U.S. Marine Robert "Ira" Frazure took the diary from the chest of Son's father, Vu Dinh Doan, in March 1966 and then took it home with him, presumably as a war souvenir. Earlier this year, he asked the sister of a fellow Vietnam vet to track down Doan's family in Vietnam to return the diary. She did that with the help of the PBS television program "History Detectives," which tracked down Doan's family earlier this year.
"When my father left for the battlefield, I was too small to know anything, I was not even able to call out `Dad,"' Son said Friday after a tearful ceremony outside his house during which the diary was returned, along with a photo of him and two bank notes.
"Whatever he wrote in his small diary will make us extremely happy," Son said. "We are tremendously proud of him, and in our heart he is a tremendous hero."
The red book is hard to decipher in places, but gives a flavor of the life of a North Vietnamese soldier at the beginning of the war: Entries talk of a 15-day march by Doan, hunger staved off with a meal of rice, salt and shrimp paste, and a vow to destroy "eight planes and five tanks."
The artifacts were placed during the ceremony next to a photo of Doan, whose body was recovered four years ago, in his uniform in front of burning incense. Above him was a photo of revolutionary leader Ho Chi Minh. Afterward, the family went to pray at his grave, which is in a cemetery reserved for war dead a short drive from the family house.
The United States and Vietnam normalized relations in 1995, 20 years after the end of a war that resulted in the deaths of an estimated 3 million Vietnamese and 58,000 U.S. soldiers.

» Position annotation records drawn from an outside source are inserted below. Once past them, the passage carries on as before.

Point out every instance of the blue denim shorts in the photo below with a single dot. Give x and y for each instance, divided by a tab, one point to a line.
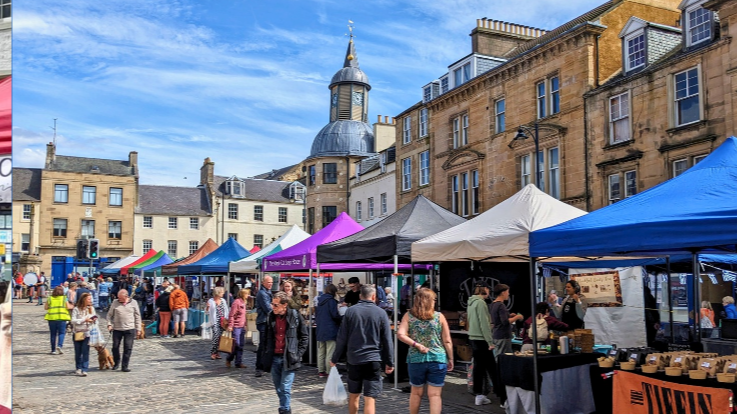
430	373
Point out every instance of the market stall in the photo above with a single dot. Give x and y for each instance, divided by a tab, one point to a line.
693	213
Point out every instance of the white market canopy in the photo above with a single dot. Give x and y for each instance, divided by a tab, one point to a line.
499	234
252	263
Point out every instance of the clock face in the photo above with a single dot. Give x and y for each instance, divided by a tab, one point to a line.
358	98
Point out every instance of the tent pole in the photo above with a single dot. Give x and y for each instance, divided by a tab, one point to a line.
533	296
670	302
396	326
309	314
697	298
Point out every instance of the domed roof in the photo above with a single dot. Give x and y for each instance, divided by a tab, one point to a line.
350	74
342	138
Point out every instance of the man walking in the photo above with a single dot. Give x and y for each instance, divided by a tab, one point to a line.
285	341
263	309
124	320
179	305
365	335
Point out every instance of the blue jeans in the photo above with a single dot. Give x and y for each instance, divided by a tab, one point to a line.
58	329
82	354
283	380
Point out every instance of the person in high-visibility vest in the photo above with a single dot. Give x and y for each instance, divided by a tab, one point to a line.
57	313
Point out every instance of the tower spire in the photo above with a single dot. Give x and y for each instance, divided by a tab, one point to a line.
351	59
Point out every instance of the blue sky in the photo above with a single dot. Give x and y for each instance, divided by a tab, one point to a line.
242	82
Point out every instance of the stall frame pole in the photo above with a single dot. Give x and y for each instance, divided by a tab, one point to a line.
533	296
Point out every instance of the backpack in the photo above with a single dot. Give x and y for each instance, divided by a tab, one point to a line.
542	329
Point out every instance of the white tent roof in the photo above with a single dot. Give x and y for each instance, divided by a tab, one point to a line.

They have largely agreed to move on from the war, though tensions remain over effects of dioxide sprayed by the United States and Vietnam's human rights record. The U.S. relies on Vietnamese cooperation in its hunt for the remains of American soldiers in the country. The two countries have exchanged artifacts before, but never at such a high level. Rarely, if ever, has the Vietnamese army invited the media to cover the events.
The United States is seeking to boost its military and economic ties with Vietnam and other Southeast Asian nations, in a so-called "Asian Pivot" to contain China's influence in the region. Many of the countries, including Vietnam, share U.S. concerns regarding China and are looking toward Washington for diplomatic and military support.
Friday's ceremony, which took place a short drive east of Vietnam's capital, Hanoi, was attended by a representative of the U.S. military, but was organized by Vietnam. Its army is keen to show that it is trying to track down the possessions of dead soldiers, not to mention their bodies. There are still some 300,000 Vietnamese soldiers whose remains have yet to be found.
"This is a chance to remind the country of its tradition of fighting foreign aggressors and liberating the country," Col. Nguyen Xuan Nang said after the ceremony. "It reflects warming relations between the U.S. and Vietnam."